Nous souhaitant par la suite une bienvenue un brin tardive à son Mrs. Carter Show, Beyoncé a spécifié qu’elle ne voulait surtout voir personne rester assis, tranquille. Mais elle n’avait pas à s’inquiéter outre mesure, car peu de gens auraient pu rester sans bouger en entendant les deux succès qui ont déboulé, à savoir Get Me Bodied et Baby Boy, durant lesquels l’interprète a sorti les gros canons, nous bombardant de projections monochromes et nous plongeant dans une ambiance sexy. Une séquence visuellement impressionnante.

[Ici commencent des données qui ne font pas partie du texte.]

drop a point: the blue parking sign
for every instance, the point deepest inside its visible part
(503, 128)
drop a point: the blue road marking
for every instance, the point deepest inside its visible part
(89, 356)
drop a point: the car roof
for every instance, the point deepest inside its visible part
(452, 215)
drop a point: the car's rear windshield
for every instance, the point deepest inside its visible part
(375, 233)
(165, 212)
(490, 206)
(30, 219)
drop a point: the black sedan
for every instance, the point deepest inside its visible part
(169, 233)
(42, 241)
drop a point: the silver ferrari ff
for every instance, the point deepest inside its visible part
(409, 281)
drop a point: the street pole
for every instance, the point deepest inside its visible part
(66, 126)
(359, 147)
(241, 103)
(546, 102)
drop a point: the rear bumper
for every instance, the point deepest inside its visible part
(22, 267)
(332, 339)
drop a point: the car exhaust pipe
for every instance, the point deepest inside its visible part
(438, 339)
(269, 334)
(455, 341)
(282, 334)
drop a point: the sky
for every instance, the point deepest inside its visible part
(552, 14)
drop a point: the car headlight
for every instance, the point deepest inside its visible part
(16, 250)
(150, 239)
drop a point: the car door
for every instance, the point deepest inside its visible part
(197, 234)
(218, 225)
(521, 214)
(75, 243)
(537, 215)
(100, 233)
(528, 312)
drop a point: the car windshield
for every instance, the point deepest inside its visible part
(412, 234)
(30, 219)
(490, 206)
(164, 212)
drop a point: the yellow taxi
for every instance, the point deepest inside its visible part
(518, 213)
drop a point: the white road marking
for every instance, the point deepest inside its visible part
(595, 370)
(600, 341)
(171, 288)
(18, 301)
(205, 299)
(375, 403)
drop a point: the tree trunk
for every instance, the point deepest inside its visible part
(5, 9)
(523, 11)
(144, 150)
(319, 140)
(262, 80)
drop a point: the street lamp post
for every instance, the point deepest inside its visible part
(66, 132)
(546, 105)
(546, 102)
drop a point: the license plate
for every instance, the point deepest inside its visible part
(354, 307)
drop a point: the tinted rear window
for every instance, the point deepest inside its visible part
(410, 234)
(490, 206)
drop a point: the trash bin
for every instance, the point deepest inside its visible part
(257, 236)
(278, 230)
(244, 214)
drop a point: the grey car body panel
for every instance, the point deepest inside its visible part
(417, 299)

Puis, on a vu des flammes, encore, s’élever du sol pendant Diva. On a ensuite eu droit à une seconde série de projections, dans lesquelles Beyoncé nous parlait de pouvoir et de passion. «La séduction est bien plus importante que la beauté. La séduction est… mystérieuse… exclusive… Ce soir, je serai ta vilaine fille.» Une introduction à la chanson du même nom, Naughty Girl, durant laquelle la star a dansé langoureusement dans un décor momentanément plus «minimaliste» et évoquant un club de nuit.

Il y a aussi eu des «Je t’aime» en néon, des étincelles qui sont sortie de la Flying V de la guitariste, des cartes à jouer s’illuminant au-dessus de la scène, sans compter les deux ballerines aux costumes traditionnels (tutus, léotards, pointes) phosphorescents qui ont dansé… Bref, pas de quoi s’ennuyer. Au moment de mettre sous presse, Beyoncé se lançait dans Why Don’t You Love Me. Et il restait encore plusieurs chansons au programme! Et quel programme, Mrs. Carter!